その姿を間近で見ていた城戸もまた、この数ヶ月間、異世界の GCCC で活動した日々に深い充実感を覚えていた。と同時に、かつての自分の考えがどれほど偏屈だったかを嫌というほど味わわされていた。エンジニアの崇高さ、創造力、逞しさ、そして人間臭さ。そのすべてが愛おしいと思えた。(これは、私の一生の宝物だ……)城戸は心の中で、強くそう想うのだった。
こうして、約半年間にわたる壮絶な開発は幕を閉じた。GCCC の全システムは、見事に再稼働を果たす。関わったすべてのエンジニアの胸には、確かな達成感と満足感が満ちていた。誰もが「一皮むけて成長した」という実感を、穏やかに、しかし確実に噛み締めていた。
――時は流れ、2031 年の東京。
全世界プログラミング学会のきらびやかな壇上に、一人の男が立っていた。誕生から 40 周年を迎えた『PowerBuilder 2031』を鮮やかに操る、城戸雅之の姿だ。

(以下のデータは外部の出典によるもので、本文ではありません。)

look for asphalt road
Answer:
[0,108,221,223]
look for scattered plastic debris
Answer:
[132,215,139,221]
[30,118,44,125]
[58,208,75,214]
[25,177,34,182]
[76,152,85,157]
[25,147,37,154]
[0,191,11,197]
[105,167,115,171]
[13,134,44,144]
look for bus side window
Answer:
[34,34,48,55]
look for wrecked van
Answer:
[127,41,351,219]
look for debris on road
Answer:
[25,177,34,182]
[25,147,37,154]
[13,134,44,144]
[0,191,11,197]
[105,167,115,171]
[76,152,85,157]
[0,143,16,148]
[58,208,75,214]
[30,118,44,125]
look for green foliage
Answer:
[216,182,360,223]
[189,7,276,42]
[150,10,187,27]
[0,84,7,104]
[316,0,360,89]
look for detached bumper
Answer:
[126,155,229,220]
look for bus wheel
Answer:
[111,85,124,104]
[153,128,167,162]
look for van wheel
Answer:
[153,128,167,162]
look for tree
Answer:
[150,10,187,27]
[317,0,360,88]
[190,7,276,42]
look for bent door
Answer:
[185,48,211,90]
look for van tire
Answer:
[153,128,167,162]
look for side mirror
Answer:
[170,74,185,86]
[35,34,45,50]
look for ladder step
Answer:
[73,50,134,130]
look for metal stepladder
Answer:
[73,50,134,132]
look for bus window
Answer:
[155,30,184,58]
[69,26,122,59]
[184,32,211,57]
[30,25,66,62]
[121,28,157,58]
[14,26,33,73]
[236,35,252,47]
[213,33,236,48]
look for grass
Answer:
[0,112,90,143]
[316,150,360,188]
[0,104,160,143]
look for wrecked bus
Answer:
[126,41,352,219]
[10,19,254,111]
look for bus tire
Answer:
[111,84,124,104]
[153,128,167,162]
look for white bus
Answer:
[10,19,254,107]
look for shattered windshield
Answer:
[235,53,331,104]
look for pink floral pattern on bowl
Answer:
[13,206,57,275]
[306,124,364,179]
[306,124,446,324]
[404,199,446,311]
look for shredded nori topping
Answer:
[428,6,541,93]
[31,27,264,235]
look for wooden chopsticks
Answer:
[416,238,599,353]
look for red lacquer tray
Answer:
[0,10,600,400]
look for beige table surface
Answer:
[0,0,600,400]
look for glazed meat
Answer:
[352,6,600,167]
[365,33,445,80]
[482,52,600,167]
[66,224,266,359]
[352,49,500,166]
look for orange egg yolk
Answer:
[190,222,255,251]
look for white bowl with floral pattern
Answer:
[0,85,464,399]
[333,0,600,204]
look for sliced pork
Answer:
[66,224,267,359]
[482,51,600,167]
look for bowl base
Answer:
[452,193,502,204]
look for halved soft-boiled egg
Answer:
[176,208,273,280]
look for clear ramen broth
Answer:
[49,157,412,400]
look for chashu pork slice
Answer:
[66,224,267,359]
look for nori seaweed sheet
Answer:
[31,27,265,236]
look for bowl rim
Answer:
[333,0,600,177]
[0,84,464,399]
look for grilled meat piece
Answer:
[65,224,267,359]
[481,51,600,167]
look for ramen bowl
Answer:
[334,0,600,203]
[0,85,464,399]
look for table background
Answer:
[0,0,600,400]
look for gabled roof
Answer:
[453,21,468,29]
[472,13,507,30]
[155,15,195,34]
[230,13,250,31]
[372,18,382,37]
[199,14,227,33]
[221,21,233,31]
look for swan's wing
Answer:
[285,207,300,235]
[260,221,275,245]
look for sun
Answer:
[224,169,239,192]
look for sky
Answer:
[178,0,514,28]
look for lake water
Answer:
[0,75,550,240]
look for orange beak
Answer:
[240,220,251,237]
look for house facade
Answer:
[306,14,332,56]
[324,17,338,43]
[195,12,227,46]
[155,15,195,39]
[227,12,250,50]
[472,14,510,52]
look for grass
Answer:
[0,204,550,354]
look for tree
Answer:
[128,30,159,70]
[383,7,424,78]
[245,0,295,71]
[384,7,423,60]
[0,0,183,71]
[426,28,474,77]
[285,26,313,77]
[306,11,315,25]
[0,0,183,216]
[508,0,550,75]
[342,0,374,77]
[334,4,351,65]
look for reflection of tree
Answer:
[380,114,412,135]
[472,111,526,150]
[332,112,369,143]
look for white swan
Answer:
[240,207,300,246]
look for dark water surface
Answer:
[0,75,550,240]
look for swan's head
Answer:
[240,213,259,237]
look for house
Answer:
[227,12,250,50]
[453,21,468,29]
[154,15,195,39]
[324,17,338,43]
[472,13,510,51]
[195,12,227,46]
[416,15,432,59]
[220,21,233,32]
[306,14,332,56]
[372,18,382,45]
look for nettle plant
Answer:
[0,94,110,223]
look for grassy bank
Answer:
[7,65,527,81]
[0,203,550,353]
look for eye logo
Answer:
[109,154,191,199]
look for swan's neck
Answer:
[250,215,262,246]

城戸はマイクに向かい、堂々と語りかける。「PowerBuilder は、40 年間変わらなかったのではありません。――変える必要がなかったのです」
その言葉は、かつてタカシが異世界で得た確信と、完璧に同期していた。
同時刻、虎ノ門のオフィスでは、佐藤が画面を食い入るように見つめていた。
「……これ、何をしてるか分かるぞ。『データウィンドウ』がデータと画面を直結して、面倒な処理を全部やってくれている。だから余計なコードがなくて、業務の流れがそのままシンプルに記述されているんだ。」
佐藤のその気づきこそ、PowerBuilder が 40 年間守り続けてきた「業務中心」という思想に対する、次世代からの大いなる承認だった。長年守られ、洗練されてきた技術は、令和の若手エンジニアにとっても、新鮮で、かつ最も合理的な解決策として映っていたのだ。
学会のスクリーンには、城戸が引用した一文が大きく映し出される。

『Build once. Trust forever.(一度の構築で、永続する信頼)』
続いて、会場に懐かしい動画が流れ始めた。かつてのねこぴが、誇らしげに語っている映像だ。「データウィンドウこそが、データと人間の対話の完成形だにゃ」
ところ変わって、タカシのデスク。彼は最新の『PowerBuilder 2031』を立ち上げ、新機能である「AI 拡張 DataWindow」を軽快に操作しながら、隣に座る相棒に話しかけた。
「やっぱ、異世界に転生しても PowerBuilder は最強だな?」
横にいたねこぴは、嬉しそうにニーッと口元を緩めて叫んだ。